Among the opposition talking points have been what they claim is the high cost of holding the referendum. Some have said that today’s event would cost the government more than $100 million USD, a sum that Senator Roy Barreras said would be wasted by these “useless” seven measures.
The campaign has said that the cost to hold the vote would be around $14 million USD, a figure supporters say is a drop in the bucket compared to the amount of money the government loses to corruption annually.
The Colombian comptroller has put the cost of corruption in the country at some $17 billion USD per year, per a Reuters report.
President Iván Duque, who took office on August 7, has expressed some reticence about the specific provisions of the referendum, but he has encouraged Colombians to go to the polls and stressed that corruption needs to be rooted out of the nation’s political arena.
“The fight against corruption has no political party. It has no ideology,” said Duque. “It has to be the responsibility of all officials…All efforts help, all efforts elevate our work.”
Others on the right, including Duque’s mentor, the powerful former President Álvaro Uribe, have opposed the measures on the ballot.
Uribe, who has now faced some form of legal scrutiny for the better part of 20 years, currently is under criminal investigation by the Colombian justice system on charges of bribery and witness tampering. He pledged to step down from his current seat in the Senate last month in order to work on his legal defense, but he has thus far continued to serve in the legislature.
Various scandals have elevated the momentum to advance the fight against corruption in Colombia, a topic that was central to the presidential campaigns of Duque, runner-up Gustavo Petro, and many of the other leading candidates.
Though it did not led to the widespread crackdown that was originally envisioned by many analysts, revelation of the Panama Papers in 2015 helped to kick off a new era of outrage in the region. Several high-profile Colombians were listed in the mass document leak from the Panamanian law firm Mossack Fonseca, and while it was not evident that all had broken any laws, the event drew condemnation and awareness for the lengths many members of the political and corporate elite in Latin America go to avoid paying taxes.
Outrage boiled over further after the monumental, Americas-wide Odebrecht scandal, in which the Brazilian engineering firm agreed to pay at least $3.6 billion USD in fines for bribing officials across the region to win billions of dollars in construction and infrastructure contracts from Miami to Argentina.
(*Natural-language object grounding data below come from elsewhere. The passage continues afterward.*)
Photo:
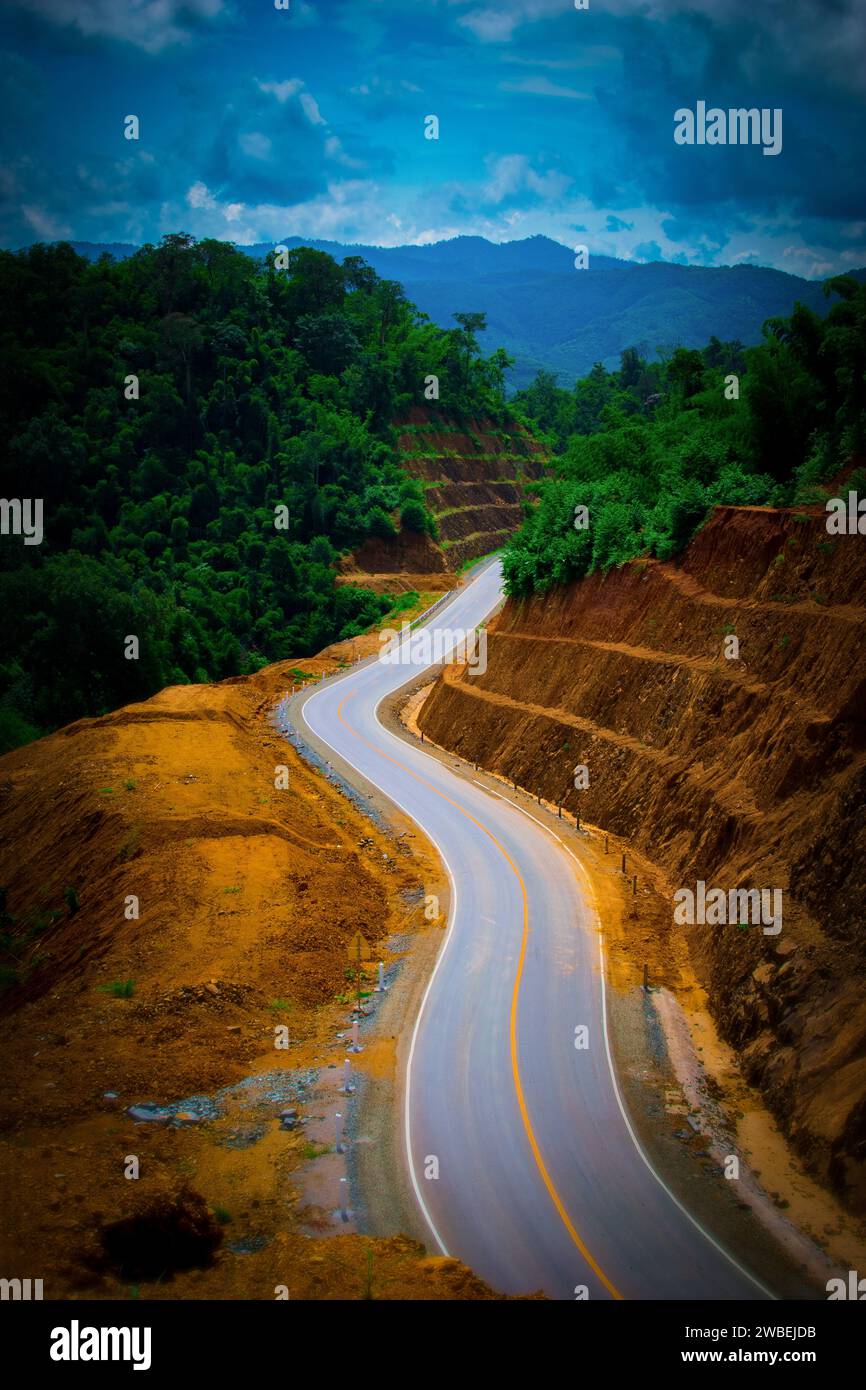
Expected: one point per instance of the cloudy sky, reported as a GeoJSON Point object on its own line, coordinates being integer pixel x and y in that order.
{"type": "Point", "coordinates": [259, 124]}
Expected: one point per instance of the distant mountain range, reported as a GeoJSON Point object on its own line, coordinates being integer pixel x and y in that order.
{"type": "Point", "coordinates": [548, 314]}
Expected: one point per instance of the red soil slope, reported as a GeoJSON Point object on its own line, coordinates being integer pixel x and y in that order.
{"type": "Point", "coordinates": [744, 773]}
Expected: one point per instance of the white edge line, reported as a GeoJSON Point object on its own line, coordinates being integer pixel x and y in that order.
{"type": "Point", "coordinates": [603, 1000]}
{"type": "Point", "coordinates": [610, 1066]}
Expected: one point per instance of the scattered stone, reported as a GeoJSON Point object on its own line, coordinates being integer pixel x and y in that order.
{"type": "Point", "coordinates": [149, 1112]}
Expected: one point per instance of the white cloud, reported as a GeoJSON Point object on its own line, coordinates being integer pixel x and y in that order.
{"type": "Point", "coordinates": [542, 86]}
{"type": "Point", "coordinates": [148, 24]}
{"type": "Point", "coordinates": [496, 25]}
{"type": "Point", "coordinates": [513, 174]}
{"type": "Point", "coordinates": [256, 145]}
{"type": "Point", "coordinates": [282, 91]}
{"type": "Point", "coordinates": [310, 109]}
{"type": "Point", "coordinates": [199, 196]}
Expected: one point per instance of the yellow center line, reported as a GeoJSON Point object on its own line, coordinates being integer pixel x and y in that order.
{"type": "Point", "coordinates": [524, 1115]}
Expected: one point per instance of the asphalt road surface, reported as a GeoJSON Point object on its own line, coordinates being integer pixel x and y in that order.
{"type": "Point", "coordinates": [541, 1182]}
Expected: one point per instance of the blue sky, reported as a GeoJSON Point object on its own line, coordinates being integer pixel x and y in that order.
{"type": "Point", "coordinates": [259, 124]}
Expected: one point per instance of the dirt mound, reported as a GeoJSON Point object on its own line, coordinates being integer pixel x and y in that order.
{"type": "Point", "coordinates": [474, 476]}
{"type": "Point", "coordinates": [168, 911]}
{"type": "Point", "coordinates": [741, 763]}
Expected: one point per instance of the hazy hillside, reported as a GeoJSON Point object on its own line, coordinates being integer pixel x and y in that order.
{"type": "Point", "coordinates": [548, 314]}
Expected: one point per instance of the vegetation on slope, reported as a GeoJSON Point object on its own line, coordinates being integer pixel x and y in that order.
{"type": "Point", "coordinates": [257, 388]}
{"type": "Point", "coordinates": [651, 448]}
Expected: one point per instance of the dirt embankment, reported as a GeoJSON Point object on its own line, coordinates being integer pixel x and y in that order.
{"type": "Point", "coordinates": [168, 908]}
{"type": "Point", "coordinates": [742, 770]}
{"type": "Point", "coordinates": [473, 474]}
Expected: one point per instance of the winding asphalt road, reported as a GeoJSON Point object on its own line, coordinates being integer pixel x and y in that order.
{"type": "Point", "coordinates": [541, 1182]}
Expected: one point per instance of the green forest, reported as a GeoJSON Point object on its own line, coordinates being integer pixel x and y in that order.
{"type": "Point", "coordinates": [651, 448]}
{"type": "Point", "coordinates": [164, 407]}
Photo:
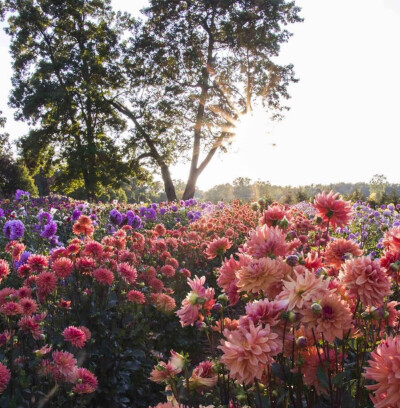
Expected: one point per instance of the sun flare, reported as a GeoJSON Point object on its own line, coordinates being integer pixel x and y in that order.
{"type": "Point", "coordinates": [254, 124]}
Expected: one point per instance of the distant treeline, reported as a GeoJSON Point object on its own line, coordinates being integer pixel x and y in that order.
{"type": "Point", "coordinates": [377, 191]}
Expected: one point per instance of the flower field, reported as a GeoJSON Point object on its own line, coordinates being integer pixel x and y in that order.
{"type": "Point", "coordinates": [199, 305]}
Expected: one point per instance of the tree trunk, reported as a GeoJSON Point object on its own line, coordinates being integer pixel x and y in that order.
{"type": "Point", "coordinates": [168, 183]}
{"type": "Point", "coordinates": [190, 188]}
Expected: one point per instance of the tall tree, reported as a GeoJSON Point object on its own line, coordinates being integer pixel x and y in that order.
{"type": "Point", "coordinates": [13, 173]}
{"type": "Point", "coordinates": [64, 55]}
{"type": "Point", "coordinates": [194, 68]}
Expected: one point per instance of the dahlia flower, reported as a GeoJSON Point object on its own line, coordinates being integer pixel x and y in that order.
{"type": "Point", "coordinates": [384, 369]}
{"type": "Point", "coordinates": [227, 272]}
{"type": "Point", "coordinates": [13, 229]}
{"type": "Point", "coordinates": [5, 376]}
{"type": "Point", "coordinates": [332, 209]}
{"type": "Point", "coordinates": [305, 287]}
{"type": "Point", "coordinates": [4, 269]}
{"type": "Point", "coordinates": [46, 282]}
{"type": "Point", "coordinates": [49, 230]}
{"type": "Point", "coordinates": [391, 240]}
{"type": "Point", "coordinates": [127, 272]}
{"type": "Point", "coordinates": [274, 213]}
{"type": "Point", "coordinates": [338, 249]}
{"type": "Point", "coordinates": [168, 271]}
{"type": "Point", "coordinates": [365, 280]}
{"type": "Point", "coordinates": [198, 299]}
{"type": "Point", "coordinates": [37, 262]}
{"type": "Point", "coordinates": [265, 312]}
{"type": "Point", "coordinates": [75, 336]}
{"type": "Point", "coordinates": [62, 267]}
{"type": "Point", "coordinates": [86, 382]}
{"type": "Point", "coordinates": [103, 276]}
{"type": "Point", "coordinates": [332, 317]}
{"type": "Point", "coordinates": [136, 297]}
{"type": "Point", "coordinates": [247, 350]}
{"type": "Point", "coordinates": [11, 309]}
{"type": "Point", "coordinates": [217, 247]}
{"type": "Point", "coordinates": [266, 241]}
{"type": "Point", "coordinates": [65, 364]}
{"type": "Point", "coordinates": [28, 306]}
{"type": "Point", "coordinates": [261, 275]}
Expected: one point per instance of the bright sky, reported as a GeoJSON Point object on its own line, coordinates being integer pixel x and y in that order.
{"type": "Point", "coordinates": [344, 122]}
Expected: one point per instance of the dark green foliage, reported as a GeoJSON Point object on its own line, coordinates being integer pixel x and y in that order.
{"type": "Point", "coordinates": [63, 60]}
{"type": "Point", "coordinates": [193, 68]}
{"type": "Point", "coordinates": [13, 174]}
In Colombia, at least $12 million USD in bribes was paid out by the company, and the fallout spilled into a campaign finance controversy for former President Juan Manuel Santos.
READ MORE: How Seven Corruption Scandals Have Rocked Colombia and Eroded Faith in Justice
Another scandal has rocked the judicial branch all the way to the Supreme Court over the past year, with former justice Francisco Ricuarte being arrested.
Amid an investigation that saw a former governor in Colombia ensnared in a drug-trafficking sting in the United States — and the nation’s top corruption-fighting official arrested — several public officials and judges have also been accused of taking bribes to obstruct justice.